Wissensenkapsulierung: Durch die wiederholte Anwendung biomedizinischer Konzepte beim Diagnostizieren wird biomedizinisches Wissen mit einer begrenzten Anzahl klinisch relevanter Konzepte verknüpft; es wird enkapsuliert. Enkapsulierte Konzepte fassen somit ganze deklarative Netzwerke in erster Linie biomedizinischer Konzepte zusammen. In der Regel sind Enkapsulierungen diagnostisch relevante Konzepte höheren Niveaus oder vereinfachte kausale Modelle, die Symptome erklären [9]. Diese enkapsulierten klinischen Konzepte, die als domänenspezifische Schemata oder Skripts beschrieben werden können, haben das gleiche Erklärungspotential wie elaborierte biomedizinische Konzepte [12], sind jedoch ökonomischer und v.a. praktikabler [9].

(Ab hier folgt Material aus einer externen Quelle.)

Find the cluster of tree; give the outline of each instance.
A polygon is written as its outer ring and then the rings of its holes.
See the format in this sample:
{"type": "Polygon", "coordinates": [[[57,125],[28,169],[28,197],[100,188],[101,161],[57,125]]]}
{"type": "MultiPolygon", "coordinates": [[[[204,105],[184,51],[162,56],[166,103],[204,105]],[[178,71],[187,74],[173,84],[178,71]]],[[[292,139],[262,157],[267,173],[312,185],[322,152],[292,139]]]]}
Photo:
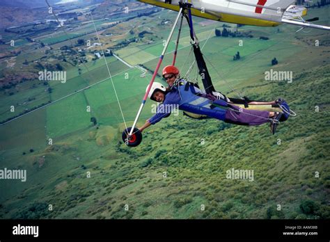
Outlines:
{"type": "Polygon", "coordinates": [[[120,47],[121,48],[127,47],[128,45],[129,45],[132,42],[136,42],[136,39],[135,38],[131,38],[130,39],[128,40],[124,40],[117,45],[115,45],[115,47],[120,47]]]}
{"type": "Polygon", "coordinates": [[[93,122],[94,126],[95,126],[97,124],[97,120],[96,120],[95,117],[91,118],[91,122],[93,122]]]}
{"type": "Polygon", "coordinates": [[[233,57],[233,60],[238,60],[241,58],[241,56],[239,56],[239,51],[237,51],[236,54],[233,57]]]}
{"type": "Polygon", "coordinates": [[[47,103],[42,103],[42,104],[40,104],[40,105],[38,105],[38,106],[33,106],[33,107],[32,107],[32,108],[26,108],[26,109],[25,109],[23,112],[20,113],[19,114],[18,114],[18,115],[15,115],[15,116],[8,118],[7,118],[6,120],[3,120],[3,121],[1,121],[1,122],[0,122],[0,124],[3,124],[3,123],[5,123],[5,122],[8,122],[8,121],[11,120],[13,120],[14,118],[17,118],[17,117],[19,117],[19,116],[22,115],[23,114],[29,113],[29,112],[31,112],[31,111],[33,111],[33,110],[35,110],[35,109],[41,108],[42,106],[45,106],[45,105],[47,105],[47,104],[50,104],[51,102],[52,102],[52,101],[49,100],[49,101],[48,101],[47,103]]]}
{"type": "Polygon", "coordinates": [[[139,38],[143,38],[143,37],[144,37],[144,35],[146,34],[146,33],[152,34],[152,32],[143,31],[142,31],[142,32],[139,33],[139,38]]]}
{"type": "Polygon", "coordinates": [[[251,34],[249,34],[249,33],[239,33],[238,31],[232,32],[230,29],[226,29],[225,27],[223,27],[223,29],[222,32],[220,29],[215,29],[215,35],[218,36],[218,37],[220,37],[220,36],[222,36],[222,37],[231,36],[233,38],[235,38],[235,37],[236,38],[237,37],[253,38],[253,35],[252,35],[251,34]]]}
{"type": "Polygon", "coordinates": [[[272,60],[272,65],[275,65],[278,63],[278,61],[276,60],[276,58],[274,57],[274,59],[272,60]]]}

Illness Scripts: Illness Scripts sind Wissensstrukturen, die eine Fülle an Informationen über eine Krankheit beinhalten. Dazu gehören die Symptome der Krankheit, ihre Risikofaktoren, die Umstände, unter denen sich die Krankheit entwickeln kann und ihre Folgen. Den Illness Scripts liegen, je nach Expertisegrad, mehr oder weniger enkapsulierte Konzepte zugrunde. Mit zunehmender Erfahrung werden Illness Scripts mit den Informationen von behandelten Patientenfällen angereichert und in narrative Strukturen umgewandelt, den sog. Instance Scripts. "Diese narrativen Strukturen können im Sinne episodischer Erinnerungen an tatsächliche Patienten bei der Diagnose neuer Fälle ausgenutzt werden" [5].

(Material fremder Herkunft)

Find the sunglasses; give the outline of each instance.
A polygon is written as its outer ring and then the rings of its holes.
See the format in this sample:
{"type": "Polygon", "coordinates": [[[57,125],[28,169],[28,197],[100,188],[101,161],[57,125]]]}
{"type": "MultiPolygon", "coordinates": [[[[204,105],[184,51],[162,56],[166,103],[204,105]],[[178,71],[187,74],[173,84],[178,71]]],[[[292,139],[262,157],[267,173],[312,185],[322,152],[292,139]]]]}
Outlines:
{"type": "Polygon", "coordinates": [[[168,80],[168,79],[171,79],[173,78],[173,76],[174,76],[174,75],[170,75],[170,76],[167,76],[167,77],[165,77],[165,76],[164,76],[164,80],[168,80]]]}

Das Aktivieren enkapsulierter Konzepte, die mit fallbasierten Illness Scripts angereichert sind, ist ein dynamischer Prozess, der stattfindet, während die klinische Fallinformation aufgenommen wird [12]. Informationen über Symptome aktivieren somit spezifische enkapsulierte Konzepte. Dadurch werden ressourcenschonende Automatisierungen und "Abkürzungen" im Diagnoseprozess möglich [13]. Da das biomedizinische Wissen nicht verloren, sondern in enkapsulierte Konzepte eingebettet ist, können Experten in einem schwierigen Fall jederzeit zu einem nicht-automatisierten Diagnoseprozess unter Heranziehung biomedizinischen Wissens zurückkehren [14].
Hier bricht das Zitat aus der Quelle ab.